Evercore takes a deep dive into Apple AR/VR

From a note to clients by analyst Amit Daryanani that landed on my desktop Sunday:

ALL YOU NEED TO KNOW: We are on week two of our five week series spotlighting the 5 KEY underappreciated growth vectors for AAPL that could further expand their ecosystem and extend the platform.

This week we will focus on AR/VR products, which have become a hot topic post FB’s pivot to the metaverse. AAPL has been working on AR/VR solutions for the last 4+ years and we expect the hype into a formal launch in late 2022 to serve as a catalyst to the stock price.

Apple is rarely first to market with a product, but they almost always release a product that defines the category. We expect a similar dynamic in AR/VR as companies like Meta are already selling headsets, but we think the market remains in its infancy and there is still plenty of time for Apple to release a product.

Apple has more than 100 AR/VR related patents and they have done multiple acquisitions to build differentiated technology in the sector. The product will also leverage Apple’s leading developer ecosystem, which competitors will struggle to match as Google is the only other company with a similar App Store.

Conservatively, should the AR offering have a comparable trajectory as Apple Watch it could contribute ~$18B to sales and 20c EPS at scale (~4-5% of current estimates). In a bullish scenario, should the adoption trend be close to AirPods the contribution could be $38B in sales and ~40c in EPS at scale (~8% contribution to sales/EPS). We think the implied trust AAPL has built across both consumers and developer community could prove to be a key enabler for AAPL’s success.
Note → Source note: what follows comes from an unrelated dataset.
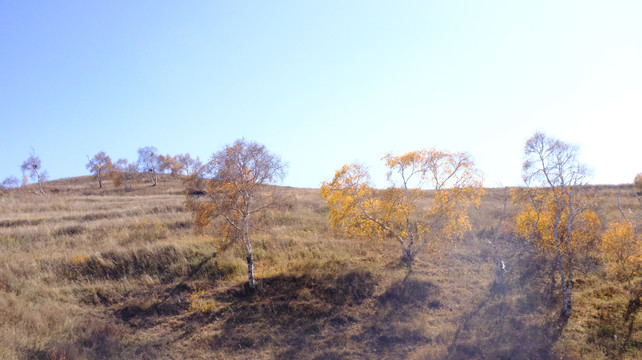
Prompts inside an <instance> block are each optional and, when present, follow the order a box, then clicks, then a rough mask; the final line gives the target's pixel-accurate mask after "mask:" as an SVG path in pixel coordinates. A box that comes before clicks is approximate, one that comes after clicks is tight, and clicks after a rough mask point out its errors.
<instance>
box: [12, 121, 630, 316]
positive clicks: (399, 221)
mask: <svg viewBox="0 0 642 360" xmlns="http://www.w3.org/2000/svg"><path fill="white" fill-rule="evenodd" d="M382 160H383V161H384V162H385V165H386V167H387V174H386V175H387V179H388V182H389V186H388V188H386V189H375V188H374V187H373V186H372V185H371V183H370V178H369V173H368V171H367V169H366V168H365V167H364V166H362V165H359V164H351V165H345V166H343V167H342V168H341V169H339V170H337V171H336V173H335V174H334V177H333V178H332V180H330V181H328V182H323V184H322V186H321V196H322V197H323V199H324V200H325V201H326V202H327V204H328V207H329V214H328V220H329V223H330V226H331V228H332V229H334V230H336V231H338V232H339V233H341V234H342V235H343V236H346V237H350V238H357V239H362V240H365V241H370V240H374V239H382V240H389V241H393V242H395V243H398V244H399V248H400V250H401V260H402V263H403V264H405V266H407V267H408V269H409V270H410V269H411V268H412V265H413V263H414V262H415V261H417V258H418V257H419V255H420V254H424V255H430V254H437V253H439V252H440V251H441V249H442V248H443V247H444V246H448V245H449V244H452V243H454V242H455V241H458V240H460V239H462V238H463V236H464V235H465V234H466V233H468V232H469V231H470V230H471V225H470V221H469V217H468V214H469V210H470V208H471V207H477V208H478V207H479V206H480V203H481V201H482V197H483V195H484V193H485V190H484V188H483V179H482V177H481V176H480V175H479V173H478V171H477V169H476V167H475V164H474V162H473V160H472V158H471V157H470V155H468V154H466V153H449V152H443V151H438V150H435V149H426V150H419V151H413V152H409V153H406V154H402V155H393V154H387V155H385V156H384V157H383V158H382ZM86 167H87V169H88V170H89V171H90V172H91V173H92V174H94V175H95V176H96V178H97V180H98V186H99V187H102V180H103V179H104V178H107V177H108V178H111V179H112V180H113V181H114V184H115V185H116V186H120V185H124V187H125V190H127V191H129V190H130V189H131V181H132V180H133V179H134V177H135V176H137V174H146V176H148V177H149V181H151V183H152V185H156V184H157V181H158V174H161V173H170V174H174V175H184V176H185V183H186V187H187V191H186V194H187V196H186V199H187V200H186V206H187V208H188V210H190V211H191V212H193V214H194V224H195V227H196V228H197V229H198V230H199V231H200V232H202V233H203V234H205V233H210V234H212V235H214V238H216V239H220V240H223V241H227V242H228V244H232V243H234V242H240V243H242V244H243V246H244V248H245V250H246V255H247V256H246V260H247V265H248V286H249V288H250V289H254V288H255V286H256V282H255V276H254V259H253V251H252V241H251V234H252V233H253V232H254V231H256V230H258V229H261V228H262V227H263V226H264V225H265V224H264V222H262V221H261V216H260V214H261V213H263V212H265V211H269V210H270V209H274V208H275V207H278V206H279V204H280V198H279V196H278V194H277V193H276V191H277V188H275V187H270V186H266V185H269V184H275V183H278V182H279V181H280V180H282V179H283V177H284V175H285V171H286V167H287V165H286V164H285V163H284V162H283V161H282V160H281V159H280V157H278V156H277V155H274V154H272V153H270V152H269V151H268V150H267V149H266V148H265V147H264V146H262V145H259V144H256V143H253V142H246V141H244V140H237V141H236V142H235V143H233V144H231V145H228V146H226V147H225V148H224V149H223V150H221V151H219V152H216V153H214V154H213V155H212V156H211V158H210V159H209V161H208V162H207V163H205V164H203V163H201V162H200V161H199V160H198V158H196V159H193V158H192V157H191V156H190V155H189V154H182V155H176V156H170V155H160V154H158V151H157V150H156V148H154V147H145V148H140V149H138V161H137V162H136V163H129V162H128V161H127V160H125V159H119V160H117V161H116V162H112V160H111V159H110V157H109V156H107V155H106V154H105V153H104V152H99V153H97V154H96V155H94V157H93V158H89V161H88V163H87V164H86ZM21 168H22V170H23V174H24V176H23V178H24V179H25V180H23V183H24V182H25V181H27V179H28V178H30V179H32V180H33V181H38V184H39V187H38V190H37V191H38V192H39V193H41V194H43V195H44V194H45V192H44V191H43V188H42V181H44V179H45V178H46V174H45V172H44V171H42V169H41V164H40V160H39V159H38V157H37V156H35V155H34V154H33V153H32V154H31V156H30V157H29V158H28V159H27V160H25V162H24V163H23V165H22V167H21ZM522 177H523V180H524V183H525V186H524V187H519V188H514V189H508V188H507V189H505V191H504V198H503V200H502V208H501V209H499V213H498V214H497V216H496V220H497V221H496V223H495V224H494V225H493V226H492V229H491V233H492V234H491V236H490V237H489V239H490V240H489V244H490V246H491V249H492V251H491V254H492V256H491V257H492V261H493V263H494V267H495V271H494V277H495V278H494V283H495V285H498V286H502V284H503V283H504V282H505V279H506V277H507V276H508V274H510V269H511V267H512V266H511V264H509V263H508V260H506V259H508V257H509V255H510V254H511V252H514V251H515V249H514V248H513V247H512V244H515V243H521V244H526V245H528V246H530V247H531V248H532V249H534V250H533V251H534V252H535V253H536V254H537V256H539V257H542V258H545V259H548V261H549V262H550V263H551V264H552V265H553V269H554V271H555V272H556V273H557V276H553V277H552V281H553V284H554V283H555V281H556V280H555V279H557V278H559V281H560V283H559V291H560V292H561V295H562V306H561V314H562V316H564V317H566V318H568V317H569V316H570V315H571V311H572V294H573V284H574V276H575V275H576V271H577V270H578V269H579V268H580V267H581V266H582V263H583V262H585V261H586V260H587V259H589V260H591V261H594V262H595V261H598V260H601V261H602V263H603V264H604V265H605V269H606V271H607V274H608V275H609V276H612V277H613V278H617V279H620V280H622V281H623V282H624V283H625V284H626V286H627V288H628V289H629V291H630V294H631V299H630V301H631V304H634V305H635V304H637V307H636V309H637V308H639V305H640V296H641V295H642V283H641V282H640V280H641V279H640V275H641V272H640V271H641V270H642V227H641V226H642V225H641V223H642V199H641V196H642V173H641V174H638V175H637V176H636V177H635V179H634V189H635V190H634V192H633V193H631V194H621V193H619V194H618V197H617V202H618V206H619V212H620V215H621V219H620V220H619V221H614V222H611V223H609V224H603V223H602V220H601V219H603V217H602V214H601V213H600V202H601V199H600V198H599V197H598V196H597V194H596V193H595V191H594V188H592V187H590V186H587V184H588V178H589V171H588V170H587V168H586V167H585V165H584V164H582V163H581V162H580V161H579V160H578V149H577V147H575V146H573V145H571V144H567V143H565V142H562V141H560V140H557V139H554V138H551V137H548V136H546V135H544V134H542V133H536V134H535V135H533V136H532V137H531V138H530V139H528V141H527V142H526V144H525V146H524V165H523V168H522ZM18 183H19V181H18V180H17V179H15V178H8V179H6V180H5V182H3V186H5V187H15V186H18ZM621 196H628V197H629V198H635V199H637V206H635V207H633V208H626V207H625V206H623V205H622V202H621V201H620V198H621ZM508 207H514V210H516V214H517V215H516V216H514V217H508V215H507V213H508V212H507V209H508ZM508 223H510V226H509V228H511V229H512V230H511V231H509V234H508V235H506V234H502V228H503V227H504V226H505V225H506V224H508ZM600 258H601V259H600Z"/></svg>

Maintains Outperform rating and $210 target.

Cue Evercore's cumulative seven year sales charts:

My take: Color me skeptical. I've got a collection of dusty VR glasses in the basement. Not having seen the devices he's talking about, I have a hard time imaging sales growing at rates approaching any of these products.

See also: Evercore takes a deep dive into Apple FinTech

7 Comments

  1. Robert Paul Leitao said:
    Though we don’t see the AR/VR products yet, we do see the awesome performance power of Apple silicon and the seamless integration of functionality across Apple device lines. No one thought the processing power of Apple silicon was intended for the iPhone, the Mac and iPad lines only, right?

    0
    May 8, 2022
  2. John Blackburn said:
    Apple Glasses will sell as iPhones have, their value proposition clear, compelling, and—crucially—non-technical in appeal:

    • Dynamically variable focus, “dang tiny label…ah…”
    • Dynamically variable tinting
    • Instructional: watch the other person show you in situ
    • Virtual Tai Chi instructor with virtual class, anywhere
    • Auto-identification of plants, animals

    A long tail of use cases, each with a different appeal to different people. All it will take is one use case per person to hook you because there will be nothing else even close.

    3
    May 8, 2022
    • Robert Paul Leitao said:
      John: Thank you. As I was reading your comment several other use cases came to mind. Though sold by the millions, this product will be unique to each person who uses a pair. That’s totally Apple.

      1
      May 8, 2022
  3. David Emery said:
    To quote the Macalope:
    “Everything gets compared to the iPhone, as if the company should be shipping world-changing devices every three years when no other company in existence is held to the same standard.”

    6
    May 8, 2022
  4. Steven Philips said:
    John: It’s easy to come up with use case scenarios. (I don’t mean that as a negative response to you.) But the issue is how well Apple will set up GlassesOS and how easy/difficult it will be for developers to implement the use cases you are suggesting WELL. We’ve already seen a bunch of crap VR. If we can get a WEARABLE (in the sense of tolerable to wear for a few hours) and a few GOOD uses it will be another Apple lock.

    0
    May 8, 2022
  5. Karsten Pater said:
    I just recently used a Valve Index VR to play HL Alyx. It was impressive! It’s a no-brainer for me, that someone sells a good bunch of them if he manage’s to make the smaller, cable-less and get rid of the base stations for location. Everything where I see progress in Apple’s product’s!

    0
    May 8, 2022
  6. Fred Stein said:
    First disaggregate AR and VR.

    Apple has already and will continue to do great things with AR. AR can encompass 3D effects and remain within the confines of existing flat screens. Thinking broadly, Apple’s flat screens (and all the magic hw and sw lighting them) already bring us into the metaverse, which also already includes nearly everyone else’s metaverses, FB, Zoom…..

    VR requires 3D stereoscopic experiences that takes us out of our normal life. VR imposes itself, imposes technology on us. While Apple may deliver such a device, the challenge is how to do it the “Apple way”, technology that serves us, not technology imposed on us. As well Tim made it clear; “no niche products”.

    I remain curious, not skeptical, but certainly not sold on, immersive goggles from Apple.